First, let me apologize for incorrectly dating the announcement of Coca Cola's new board compensation policies. I was off by a week, as I read an older Wall Street Journal while catching up on back issues. Never the less, my post concerning this topic did precede my becoming aware of the change.
In another article from the WSJ pages of recent weeks, I read with great interest, and admiration, how Mark Hurd, late of NCR, now CEO at HP, is revamping the sales force.
What was of particular interest to me is the depth of focus Hurd is reported to have given to an issue that, allegedly, Carly Fiorina acknowledged, and failed to solve, on her multi-year watch at the helm of the ailing tech firm. Kudos to Hurd for quickly assessing the situation, diagnosing the problem, and, most importantly, ramming home changes in the sales organization to both trim unproductive middle-layers, and realign the function with the way HP markets to its customers.

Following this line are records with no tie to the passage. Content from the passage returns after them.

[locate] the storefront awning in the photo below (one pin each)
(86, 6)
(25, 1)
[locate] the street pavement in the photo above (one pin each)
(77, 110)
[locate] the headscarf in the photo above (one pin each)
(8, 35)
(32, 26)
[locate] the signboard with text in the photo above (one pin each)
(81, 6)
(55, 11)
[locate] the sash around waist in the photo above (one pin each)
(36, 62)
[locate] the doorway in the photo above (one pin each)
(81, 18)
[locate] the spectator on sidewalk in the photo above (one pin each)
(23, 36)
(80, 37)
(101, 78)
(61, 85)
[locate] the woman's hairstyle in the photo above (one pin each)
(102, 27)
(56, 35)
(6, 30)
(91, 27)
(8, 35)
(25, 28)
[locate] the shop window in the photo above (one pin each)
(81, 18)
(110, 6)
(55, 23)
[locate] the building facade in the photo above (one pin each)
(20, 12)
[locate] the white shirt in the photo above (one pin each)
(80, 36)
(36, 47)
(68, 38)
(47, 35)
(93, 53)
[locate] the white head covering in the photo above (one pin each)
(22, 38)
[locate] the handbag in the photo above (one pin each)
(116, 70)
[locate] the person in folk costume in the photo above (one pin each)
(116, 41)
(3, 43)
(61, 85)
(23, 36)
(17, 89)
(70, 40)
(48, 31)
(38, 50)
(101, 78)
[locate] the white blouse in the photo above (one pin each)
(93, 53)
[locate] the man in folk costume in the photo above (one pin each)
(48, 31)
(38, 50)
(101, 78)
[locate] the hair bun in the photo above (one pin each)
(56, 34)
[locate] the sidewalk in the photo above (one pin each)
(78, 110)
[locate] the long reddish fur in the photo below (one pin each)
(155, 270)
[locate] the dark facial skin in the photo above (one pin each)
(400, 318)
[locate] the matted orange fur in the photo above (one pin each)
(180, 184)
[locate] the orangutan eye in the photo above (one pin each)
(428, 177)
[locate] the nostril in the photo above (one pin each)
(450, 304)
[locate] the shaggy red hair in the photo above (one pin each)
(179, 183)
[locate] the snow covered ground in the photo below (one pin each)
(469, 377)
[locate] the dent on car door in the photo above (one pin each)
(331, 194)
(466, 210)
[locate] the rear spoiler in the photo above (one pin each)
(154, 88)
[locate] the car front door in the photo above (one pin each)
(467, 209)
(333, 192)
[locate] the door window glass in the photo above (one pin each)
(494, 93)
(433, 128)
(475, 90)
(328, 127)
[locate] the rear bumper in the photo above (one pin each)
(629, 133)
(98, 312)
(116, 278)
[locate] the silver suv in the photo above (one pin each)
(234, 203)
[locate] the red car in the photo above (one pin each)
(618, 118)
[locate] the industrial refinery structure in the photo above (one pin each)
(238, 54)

This is the kind of CEO performance which, when effective, can be worth whatever price the shareholders pay for it. While I do not own HP, I genuinely hope Hurd successfully restores it to a high-revenue growth path, with consistently superior total returns following not far behind.
It gives me great satisfaction to see a company have the courage to oust an ineffective CEO, hire a new one, and have done a good job recruiting a new CEO who will actually fix the company's problems, rather than merely enjoy his lucrative new compensation package.